In § 4 of the supplementary material, it is shown that these governing equations enforce mutually orthogonal streamfunctions, $\boldsymbol {\nabla } \psi _1\boldsymbol {\cdot } \boldsymbol {\nabla } \psi _2=0$.

3.2. Scale factors and basis vectors

This coordinate system forms a convenient basis for studying the kinematics of isotropic Darcy flow as it naturally encodes the kinematic constraints of these flows, as will be shown below. The mapping from Cartesian coordinates $\boldsymbol {x}\equiv (x_1,x_2,x_3)$ to streamfunction coordinates $\boldsymbol \xi \equiv (\xi ^1,\xi ^2,\xi ^3)$ defines the metric tensor $g_{\alpha \beta }$, the elements of which determine the scale factors $h_\alpha$ of the transformation, such that the differential arc length ${\rm d}s$ in the coordinate system $(\xi ^1,\xi ^2,\xi ^3)$ is then given by ${\rm d}s^2=g_{\alpha \beta }\, {\rm d}\xi ^\alpha \, {\rm d}\xi ^\beta$. As the streamfunction and isopotential surfaces are orthogonal (3.4ac), the covariant metric tensor is diagonal,

(3.8)\begin{equation} g_{\alpha\beta}= \left(\begin{array}{ccc} h_1^2 & 0 & 0 \\ 0 & h_2^2 & 0 \\ 0 & 0 & h_3^2 \end{array} \right),\end{equation}

and the components of the covariant $g_{\alpha \beta }$ and contravariant $g^{\alpha \beta }$ metric tensors are related as $g_{\alpha \alpha }^{-1}=g^{\alpha \alpha }$. The scale factors $h_\alpha$ of the streamfunction coordinate system are simply the spatial gradients of the fluid pressure $\phi$ and streamfunctions $\psi _1$, $\psi _2$,

(3.9)\begin{equation} h_\alpha=\sqrt{\sum_{i}\left(\frac{\partial x_i}{\partial \xi^\alpha}\right)^2}=\frac{1}{|\boldsymbol{\nabla} \xi^\alpha|}, \quad \alpha=1,2,3,\end{equation}

so

(3.10ac)\begin{equation} h_1=\left|\frac{1}{\boldsymbol{\nabla} \phi}\right|=\frac{{\rm d}s}{{\rm d}\phi}, \quad h_2=\left|\frac{1}{\boldsymbol{\nabla} \psi_1}\right|= \frac{{\rm d}r}{{\rm d}\psi_1}, \quad h_3=\left|\frac{1}{\boldsymbol{\nabla} \psi_2}\right|= \frac{{\rm d}q}{{\rm d}\psi_2},\end{equation}

where $s$, $r$, $q$, respectively, are the distances along a streamline, a vector line normal to a $\psi _1$ streamsurface, and that for a $\psi _2$ streamsurface.

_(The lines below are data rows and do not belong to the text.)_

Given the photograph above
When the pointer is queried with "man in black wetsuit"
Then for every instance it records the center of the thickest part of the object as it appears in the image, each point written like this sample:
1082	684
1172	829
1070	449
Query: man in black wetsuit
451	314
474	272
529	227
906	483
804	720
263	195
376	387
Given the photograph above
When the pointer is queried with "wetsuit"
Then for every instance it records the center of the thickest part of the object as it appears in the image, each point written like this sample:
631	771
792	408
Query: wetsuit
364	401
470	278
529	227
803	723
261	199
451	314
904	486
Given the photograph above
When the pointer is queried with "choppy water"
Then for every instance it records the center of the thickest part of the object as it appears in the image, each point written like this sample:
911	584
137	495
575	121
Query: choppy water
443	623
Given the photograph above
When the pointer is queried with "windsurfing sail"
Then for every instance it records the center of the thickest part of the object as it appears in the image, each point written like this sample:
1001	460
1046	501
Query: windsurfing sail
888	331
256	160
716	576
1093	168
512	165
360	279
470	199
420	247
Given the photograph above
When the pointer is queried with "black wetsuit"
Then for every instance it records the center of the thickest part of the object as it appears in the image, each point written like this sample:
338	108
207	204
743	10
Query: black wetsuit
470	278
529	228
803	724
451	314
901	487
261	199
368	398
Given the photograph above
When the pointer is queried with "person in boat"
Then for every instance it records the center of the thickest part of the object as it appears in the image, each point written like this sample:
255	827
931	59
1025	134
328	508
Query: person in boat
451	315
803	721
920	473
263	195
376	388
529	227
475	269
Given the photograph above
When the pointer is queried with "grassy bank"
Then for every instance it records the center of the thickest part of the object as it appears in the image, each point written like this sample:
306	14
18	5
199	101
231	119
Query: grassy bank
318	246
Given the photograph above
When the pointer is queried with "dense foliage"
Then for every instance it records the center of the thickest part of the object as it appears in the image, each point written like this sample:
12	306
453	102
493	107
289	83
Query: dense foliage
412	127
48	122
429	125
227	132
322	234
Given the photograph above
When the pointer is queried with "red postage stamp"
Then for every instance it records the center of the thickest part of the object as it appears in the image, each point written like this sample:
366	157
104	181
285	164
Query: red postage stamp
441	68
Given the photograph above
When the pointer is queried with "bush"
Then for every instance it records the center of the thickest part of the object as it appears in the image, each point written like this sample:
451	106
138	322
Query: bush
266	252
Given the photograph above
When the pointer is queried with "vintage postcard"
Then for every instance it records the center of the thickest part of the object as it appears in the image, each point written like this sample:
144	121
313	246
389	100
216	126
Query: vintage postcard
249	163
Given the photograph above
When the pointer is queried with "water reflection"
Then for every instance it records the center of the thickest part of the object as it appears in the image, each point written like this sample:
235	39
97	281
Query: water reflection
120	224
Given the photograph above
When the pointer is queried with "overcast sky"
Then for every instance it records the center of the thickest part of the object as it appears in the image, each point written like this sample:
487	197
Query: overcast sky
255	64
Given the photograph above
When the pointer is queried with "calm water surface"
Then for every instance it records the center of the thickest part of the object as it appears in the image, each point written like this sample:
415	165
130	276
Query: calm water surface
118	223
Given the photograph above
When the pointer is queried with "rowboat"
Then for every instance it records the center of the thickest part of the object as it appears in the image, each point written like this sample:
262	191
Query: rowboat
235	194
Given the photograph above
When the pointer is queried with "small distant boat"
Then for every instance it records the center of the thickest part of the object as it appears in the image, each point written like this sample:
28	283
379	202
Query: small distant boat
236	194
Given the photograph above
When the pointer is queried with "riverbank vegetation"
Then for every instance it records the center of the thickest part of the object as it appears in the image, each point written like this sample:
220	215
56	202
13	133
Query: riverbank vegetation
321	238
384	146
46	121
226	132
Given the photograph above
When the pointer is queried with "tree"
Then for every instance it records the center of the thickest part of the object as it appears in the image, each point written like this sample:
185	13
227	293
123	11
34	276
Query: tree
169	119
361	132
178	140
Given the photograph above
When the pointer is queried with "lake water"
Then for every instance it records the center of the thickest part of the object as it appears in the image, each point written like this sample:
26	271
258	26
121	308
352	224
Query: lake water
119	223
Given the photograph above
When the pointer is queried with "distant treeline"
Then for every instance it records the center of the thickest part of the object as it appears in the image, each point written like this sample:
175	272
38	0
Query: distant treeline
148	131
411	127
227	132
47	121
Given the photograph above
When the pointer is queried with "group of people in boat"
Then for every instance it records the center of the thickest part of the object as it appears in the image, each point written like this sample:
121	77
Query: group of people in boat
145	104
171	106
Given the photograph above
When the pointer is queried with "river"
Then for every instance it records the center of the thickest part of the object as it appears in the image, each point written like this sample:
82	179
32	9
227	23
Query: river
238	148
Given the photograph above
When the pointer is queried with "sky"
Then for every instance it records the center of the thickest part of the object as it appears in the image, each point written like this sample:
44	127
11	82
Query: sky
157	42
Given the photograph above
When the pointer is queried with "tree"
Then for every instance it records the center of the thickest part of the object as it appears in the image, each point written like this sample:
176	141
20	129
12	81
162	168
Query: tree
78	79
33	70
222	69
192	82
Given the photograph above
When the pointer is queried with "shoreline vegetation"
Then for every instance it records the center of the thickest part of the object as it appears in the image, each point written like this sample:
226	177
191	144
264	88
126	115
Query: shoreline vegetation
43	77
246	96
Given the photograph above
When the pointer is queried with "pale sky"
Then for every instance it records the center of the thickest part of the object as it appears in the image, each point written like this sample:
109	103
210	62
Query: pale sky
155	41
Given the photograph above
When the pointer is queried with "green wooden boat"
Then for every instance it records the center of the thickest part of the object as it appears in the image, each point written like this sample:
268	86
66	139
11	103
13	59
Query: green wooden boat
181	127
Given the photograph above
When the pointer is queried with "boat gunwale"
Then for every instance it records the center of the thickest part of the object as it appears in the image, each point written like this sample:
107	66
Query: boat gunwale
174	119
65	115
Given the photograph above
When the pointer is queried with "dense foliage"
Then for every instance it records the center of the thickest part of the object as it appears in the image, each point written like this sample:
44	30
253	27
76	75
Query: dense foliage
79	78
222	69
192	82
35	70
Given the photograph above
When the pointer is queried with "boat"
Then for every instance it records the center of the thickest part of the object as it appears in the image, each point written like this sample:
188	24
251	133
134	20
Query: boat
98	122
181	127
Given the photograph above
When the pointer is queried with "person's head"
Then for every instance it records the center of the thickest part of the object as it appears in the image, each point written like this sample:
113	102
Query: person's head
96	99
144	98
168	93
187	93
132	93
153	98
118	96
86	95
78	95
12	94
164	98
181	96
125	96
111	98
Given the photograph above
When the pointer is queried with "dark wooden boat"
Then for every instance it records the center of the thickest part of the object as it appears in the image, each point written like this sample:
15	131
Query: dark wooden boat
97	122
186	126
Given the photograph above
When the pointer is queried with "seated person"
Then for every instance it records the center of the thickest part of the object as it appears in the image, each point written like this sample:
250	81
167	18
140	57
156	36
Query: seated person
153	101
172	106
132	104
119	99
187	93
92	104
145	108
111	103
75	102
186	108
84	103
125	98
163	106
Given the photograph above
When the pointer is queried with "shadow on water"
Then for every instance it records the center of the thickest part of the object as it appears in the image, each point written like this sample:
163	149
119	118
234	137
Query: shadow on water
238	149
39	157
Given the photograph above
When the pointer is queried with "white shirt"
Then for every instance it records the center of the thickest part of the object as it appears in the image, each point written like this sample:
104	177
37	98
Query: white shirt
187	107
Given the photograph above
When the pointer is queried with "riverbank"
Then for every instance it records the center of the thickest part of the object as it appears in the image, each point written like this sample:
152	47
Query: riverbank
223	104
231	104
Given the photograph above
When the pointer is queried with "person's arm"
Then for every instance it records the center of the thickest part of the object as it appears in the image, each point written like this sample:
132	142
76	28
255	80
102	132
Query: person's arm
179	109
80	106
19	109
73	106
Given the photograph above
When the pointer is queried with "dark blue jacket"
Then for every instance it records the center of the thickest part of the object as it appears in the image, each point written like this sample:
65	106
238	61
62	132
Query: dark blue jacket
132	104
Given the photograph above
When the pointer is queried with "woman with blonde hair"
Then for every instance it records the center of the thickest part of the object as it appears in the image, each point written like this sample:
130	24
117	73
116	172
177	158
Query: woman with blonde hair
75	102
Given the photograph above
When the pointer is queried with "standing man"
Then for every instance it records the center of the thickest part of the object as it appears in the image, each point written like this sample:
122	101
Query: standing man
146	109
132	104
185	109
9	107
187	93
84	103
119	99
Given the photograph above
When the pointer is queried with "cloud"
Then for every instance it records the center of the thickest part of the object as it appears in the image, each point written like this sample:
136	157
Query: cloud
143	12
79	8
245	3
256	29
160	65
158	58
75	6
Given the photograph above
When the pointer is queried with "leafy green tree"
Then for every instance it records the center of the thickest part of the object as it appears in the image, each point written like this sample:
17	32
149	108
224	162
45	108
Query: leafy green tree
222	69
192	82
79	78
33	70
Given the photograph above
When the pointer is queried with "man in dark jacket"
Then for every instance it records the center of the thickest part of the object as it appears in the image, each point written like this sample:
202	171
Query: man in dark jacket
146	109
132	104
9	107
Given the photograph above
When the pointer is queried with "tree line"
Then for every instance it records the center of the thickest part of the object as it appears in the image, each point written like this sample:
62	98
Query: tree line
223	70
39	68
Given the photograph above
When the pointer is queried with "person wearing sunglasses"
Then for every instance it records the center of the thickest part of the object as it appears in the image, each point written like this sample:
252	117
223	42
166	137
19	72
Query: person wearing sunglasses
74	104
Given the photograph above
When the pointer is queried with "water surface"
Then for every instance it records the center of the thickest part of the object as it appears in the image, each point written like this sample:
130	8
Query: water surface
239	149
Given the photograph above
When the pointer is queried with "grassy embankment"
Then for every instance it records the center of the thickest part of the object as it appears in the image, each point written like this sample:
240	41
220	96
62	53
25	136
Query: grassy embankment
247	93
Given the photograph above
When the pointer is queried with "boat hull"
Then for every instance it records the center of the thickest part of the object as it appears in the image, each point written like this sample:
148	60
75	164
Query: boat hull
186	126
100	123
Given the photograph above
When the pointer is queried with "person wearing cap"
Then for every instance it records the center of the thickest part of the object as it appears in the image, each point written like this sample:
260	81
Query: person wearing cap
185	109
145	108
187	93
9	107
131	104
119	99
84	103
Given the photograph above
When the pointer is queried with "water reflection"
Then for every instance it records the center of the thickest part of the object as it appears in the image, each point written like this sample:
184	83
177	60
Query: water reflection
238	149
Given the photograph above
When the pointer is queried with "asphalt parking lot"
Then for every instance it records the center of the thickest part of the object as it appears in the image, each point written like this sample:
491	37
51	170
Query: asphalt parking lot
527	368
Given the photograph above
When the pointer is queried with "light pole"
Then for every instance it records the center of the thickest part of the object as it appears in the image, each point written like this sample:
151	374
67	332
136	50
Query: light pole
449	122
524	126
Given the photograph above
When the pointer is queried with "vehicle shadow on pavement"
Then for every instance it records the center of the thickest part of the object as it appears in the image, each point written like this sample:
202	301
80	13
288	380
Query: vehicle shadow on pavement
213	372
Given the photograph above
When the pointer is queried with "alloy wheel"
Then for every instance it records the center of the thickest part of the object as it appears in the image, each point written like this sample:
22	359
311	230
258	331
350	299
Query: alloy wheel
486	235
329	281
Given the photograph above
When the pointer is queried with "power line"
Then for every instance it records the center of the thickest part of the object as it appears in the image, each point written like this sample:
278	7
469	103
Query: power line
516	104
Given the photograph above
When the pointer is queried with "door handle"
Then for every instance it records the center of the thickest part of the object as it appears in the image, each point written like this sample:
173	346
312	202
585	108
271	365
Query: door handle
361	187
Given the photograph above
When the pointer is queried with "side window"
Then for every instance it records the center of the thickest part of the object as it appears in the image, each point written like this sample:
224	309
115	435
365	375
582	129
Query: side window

From (2.8), (3.10ac) and the orthogonality condition (3.4ac), these scale factors are related to the velocity and hydraulic conductivity $k$ as $1/(h_2h_3)=|\boldsymbol {\nabla } \psi _1|\,|\boldsymbol {\nabla } \psi _2|=v$, $h_1/(h_2h_3)=|\boldsymbol {\nabla } \psi _1|\,|\boldsymbol {\nabla } \psi _2|/|\boldsymbol {\nabla } \phi |=k$. Using (2.1) and (3.9), the scale factors $h_\alpha$ can be expressed without loss of generality as

(3.11ac)\begin{equation} h_1=\frac{k}{v}, \quad h_2=\sqrt{\frac{m}{v}}, \quad h_3=\frac{1}{\sqrt{m v}}, \end{equation}

where $m\equiv |\boldsymbol {\nabla } \psi _2|/|\boldsymbol {\nabla } \psi _1|$ is an arbitrary scalar function that quantifies the relative local spacing of the $\psi _1$ and $\psi _2$ streamsurfaces. In the streamfunction coordinate system, the covariant basis vectors $\boldsymbol {g}_\alpha$ are then

(3.12)\begin{equation} \boldsymbol{g}_\alpha=\left(\frac{\partial x_1}{\partial \xi^\alpha},\frac{\partial x_2}{\partial\xi^\alpha},\frac{\partial x_3}{\partial\xi^\alpha}\right),\quad \alpha=1,2,3,\end{equation}

which are related to the unit covariant basis vectors $\hat {\boldsymbol {g}}_i$ and contravariant vectors $\boldsymbol {g}^i$ via the scale factors $h_\alpha$ as

(3.13)\begin{equation} \hat{\boldsymbol{g}}_\alpha=\frac{1}{h_\alpha}\,\boldsymbol{g}_\alpha =h_\alpha\boldsymbol{g}^\alpha.\end{equation}

An arbitrary vector $\boldsymbol {a}$ may be represented in terms of these basis vectors as $\boldsymbol {a}=a^i\boldsymbol {g}_i=a^{\langle i\rangle }\hat {\boldsymbol {g}}_i=a_i\boldsymbol {g}^i$, with $a^{\langle i\rangle }=h_i a^i=a_i/h_i$. The Jacobian $J$ of the transform between Cartesian and streamfunction coordinates is then related to the determinant of the covariant metric tensor as $J=\sqrt {\det {g_{\alpha \beta }}}=h_1h_2h_3=k/v^2$, and so is spatially variable. In § 1 of the supplementary material, we use the above results to derive the divergence, gradient and curl operators in the streamfunction coordinate system.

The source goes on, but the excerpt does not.